Dentre tantas declarações capazes de me perturbar desde que tomei conhecimento do incêndio no Centro de Treinamento Ninho do Urubu, a primeira foi de Patrícia Amorim, ex-presidente do Flamengo: “Foi uma fatalidade”.
Depois, com o passar das horas, somaram-se outras. E vinham tanto de dirigentes do clube quanto de comentaristas que, lamento dizer, não pareceram capazes de fazer análises isentas de sua paixão clubística.
Que fique claro, para dirimir quaisquer dúvidas: termos como “fatalidade” a gente usa para eventos como terremotos. Cabe falar em “acidente trágico” na hipótese de tsunami ou furacão. Quando dez crianças morrem por asfixia ou queimadas vivas, sem possibilidade de fugir, órfãs de socorro especializado ou sistema de alarme, o nome que se dá é outro.

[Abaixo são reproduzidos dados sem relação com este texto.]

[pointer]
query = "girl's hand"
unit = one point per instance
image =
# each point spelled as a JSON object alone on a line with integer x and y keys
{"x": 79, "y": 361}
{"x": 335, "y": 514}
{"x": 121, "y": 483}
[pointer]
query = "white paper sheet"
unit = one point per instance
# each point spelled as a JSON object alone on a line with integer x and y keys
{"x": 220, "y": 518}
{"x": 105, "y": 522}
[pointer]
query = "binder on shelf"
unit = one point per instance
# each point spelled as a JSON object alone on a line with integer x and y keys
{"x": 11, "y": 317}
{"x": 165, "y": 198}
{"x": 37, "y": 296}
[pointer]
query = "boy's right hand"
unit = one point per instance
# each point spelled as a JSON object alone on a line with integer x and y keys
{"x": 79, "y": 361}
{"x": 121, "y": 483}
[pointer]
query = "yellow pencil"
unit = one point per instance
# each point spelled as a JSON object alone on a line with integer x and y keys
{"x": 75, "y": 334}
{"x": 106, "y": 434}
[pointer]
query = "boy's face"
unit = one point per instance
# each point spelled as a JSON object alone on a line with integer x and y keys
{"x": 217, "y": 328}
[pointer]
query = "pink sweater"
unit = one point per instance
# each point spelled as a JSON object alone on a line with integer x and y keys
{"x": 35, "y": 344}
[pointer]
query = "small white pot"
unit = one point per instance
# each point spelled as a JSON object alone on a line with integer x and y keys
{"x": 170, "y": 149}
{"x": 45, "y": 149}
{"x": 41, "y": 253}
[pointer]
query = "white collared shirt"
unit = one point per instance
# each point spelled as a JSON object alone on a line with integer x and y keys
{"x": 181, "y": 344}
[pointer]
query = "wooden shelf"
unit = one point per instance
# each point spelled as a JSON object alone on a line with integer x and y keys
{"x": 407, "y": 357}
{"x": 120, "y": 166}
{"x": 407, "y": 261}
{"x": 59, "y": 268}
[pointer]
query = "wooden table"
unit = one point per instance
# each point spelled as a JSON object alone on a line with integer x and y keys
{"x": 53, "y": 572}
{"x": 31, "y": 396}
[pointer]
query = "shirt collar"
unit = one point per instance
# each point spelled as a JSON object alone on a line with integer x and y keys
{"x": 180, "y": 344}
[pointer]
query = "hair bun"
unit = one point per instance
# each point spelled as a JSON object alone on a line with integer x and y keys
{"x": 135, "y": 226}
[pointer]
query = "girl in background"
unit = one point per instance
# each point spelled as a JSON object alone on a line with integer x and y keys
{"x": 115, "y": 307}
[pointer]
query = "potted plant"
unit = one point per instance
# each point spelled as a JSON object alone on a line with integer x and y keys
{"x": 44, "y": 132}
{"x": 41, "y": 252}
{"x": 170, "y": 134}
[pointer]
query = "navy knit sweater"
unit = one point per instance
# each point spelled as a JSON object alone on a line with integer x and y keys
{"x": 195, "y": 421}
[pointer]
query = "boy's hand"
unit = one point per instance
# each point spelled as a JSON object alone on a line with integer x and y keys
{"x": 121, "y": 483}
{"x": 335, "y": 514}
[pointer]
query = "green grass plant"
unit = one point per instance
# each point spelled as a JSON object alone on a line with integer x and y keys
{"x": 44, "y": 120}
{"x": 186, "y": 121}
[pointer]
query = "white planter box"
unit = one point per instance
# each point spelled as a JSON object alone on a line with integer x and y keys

Contudo, o meu desgosto não se deu apenas por conta da postura adotada pelos dirigentes do Flamengo ou de parte da imprensa esportiva. Muitos torcedores do time rubro-negro, mais do que eu gostaria de admitir, igualmente se esforçam para justificar o injustificável.
Hoje mesmo, sábado, houve uma espécie de abraço simbólico à Gávea. Mas por quê?, pergunto eu. A comoção eu compreendo perfeitamente pois ela também é minha. Só um absoluto sociopata não ficou abalado. Entretanto, se a Gávea, na representação do que seja o Flamengo, tem algum papel nessa história, certamente não é o de vítima. As vítimas, não custa lembrar, foram as crianças que perderam a vida sob a guarida do clube. Somente elas.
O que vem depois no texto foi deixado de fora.